FAVORITE BOOK: Arsenals of Folly by Richard Rhodes. It starts with a detailed account of what happened at Chernobyl--with insanely courageous helicopter pilots sitting on lead plates as they flew over the open pit to drop clay on the radioactive mess--and then moves on to a gripping history of the nuclear arms race that began when the Soviet Union exploded its "Joe" device. Explaining Ronald Reagan's obsession with the Star Wars technology and Mikhail Gorbachev's epiphany after Chernobyl, this book is the perfect companion piece to Rhodes' other two nuclear books, the Pulitzer Prize-winning The Making of the Atomic Bomb and Dark Sun: The Making of the Hydrogen Bomb.
FAVORITE MOVIE: As I've mentioned here, I'm one of those people whom the theater owners have driven off with their indefensible system in which ticket prices and the number of commercials rise in tandem, not to mention the crappy food, bad service, their unwillingness to keep 14-year-olds out of R-rated movies and their refusal to ban cell phones from all films.
I used to go to the movies once or twice a week; now, it's four or five times a year, maybe.

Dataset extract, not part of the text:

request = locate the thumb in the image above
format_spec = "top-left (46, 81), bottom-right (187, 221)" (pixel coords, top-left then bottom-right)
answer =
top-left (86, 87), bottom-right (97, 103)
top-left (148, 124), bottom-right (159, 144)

I used to hate to go to the sneak previews because of the crowds. Now, it's the only time you can see a movie without the text-messaging addicts flipping open their phones every five seconds. The People in Black see to it that nobody opens up a cell phone during an advance screening; I like them.
Of the movies I saw this year in the theater, I really liked Transformers and Harry Potter and the Order of the Phoenix. My son and I went to see Superbad at the dollar theater on Thanksgiving Day and were the only ones in the theater. That movie's filthy, but quite funny.
My favorite, however, has to be The Bourne Ultimatum. He's so much cooler than James Bond. When he uses a book to whup that bad guy, it's one of the great "Yeah!" moments in movie history.
FAVORITE MUSIC: God help me, my favorite CD that was released this year was Amy Winehouse's Back to Black. I know she's nuts; I know she's wildly self-destructive; I know she's hard to look at for more than a couple of seconds. But that voice, the arrangements, those lyrics!
My second-favorite was an obscure CD called S.O.S.: Save Our Soul by Marc Broussard. The guy looks like he could be the son of Dick Butkus and Roseanne Barr, but his vocal cords have been touched by God. He sounds alternately like Al Green and Otis Redding, and is basically the second coming of Eddie Hinton. The 12 people who understand that reference will know that it's high praise, indeed. I also liked (but didn't love) the new studio CDs by John Fogerty and The Eagles.
FAVORITE PHOTO: One of the oddest episodes of the year involved a knucklehead whose entire family was in the United States illegally. This genius, who probably should have been keeping his head down and his nose clean, took drugs to school. He got popped, and his parents got called. They showed up and, unable to provide ID, admitted that they were here illegally. The cops called in the Border Patrol, who swept up the family, stopped by Doolen Middle School to pick up the younger brother and took them all to Mexico.
The next day, kids walked out of class at Catalina High Magnet School and marched down the street, not protesting the fact that this idiot put his entire family in jeopardy by taking drugs to school, but instead protesting that his family got deported after admitting to law-enforcement personnel that they were in the country illegally. A photograph appeared in the Arizona Daily Star with a young male carrying a sign that reads, "They can't deport us all."
Y'know, there are only a handful of people who want to "send them all back," and most Americans don't want to deport anybody. But if we were going to deport just one, I'd hope it's that little bitch with the sign.
It's like in the movie Tombstone, when Wyatt Earp has a gun up against Ike Clanton's forehead. One of the cowboys says, "Let's rush him!" Earp looks into Ike Clanton's eyes and says, "Your friends might get me in a rush, but not before I make your head into a canoe."
Just keep it up, Sign Boy. Please continue to protest as you exercise your rights as an American citizen ... oh, no, wait.
FAVORITE REACTION: It's a dead-heat on this one, a tie between the twisted sphincters on Republicans after Al Gore won the Nobel Peace Prize, and the brazen scrambling by the Bush administration after the release of the intelligence report showing that Iran is not trying to make an atomic bomb. In the case of the latter, there were a few very clumsy moments before they bunkered down and did the Cheney. As the vice president continues to throw out that completely discredited line of crap about Saddam Hussein having been connected to Sept. 11, Bushies are trying to claim that the entire intelligence community is wrong, and they're right. Sorry, no invasion for you!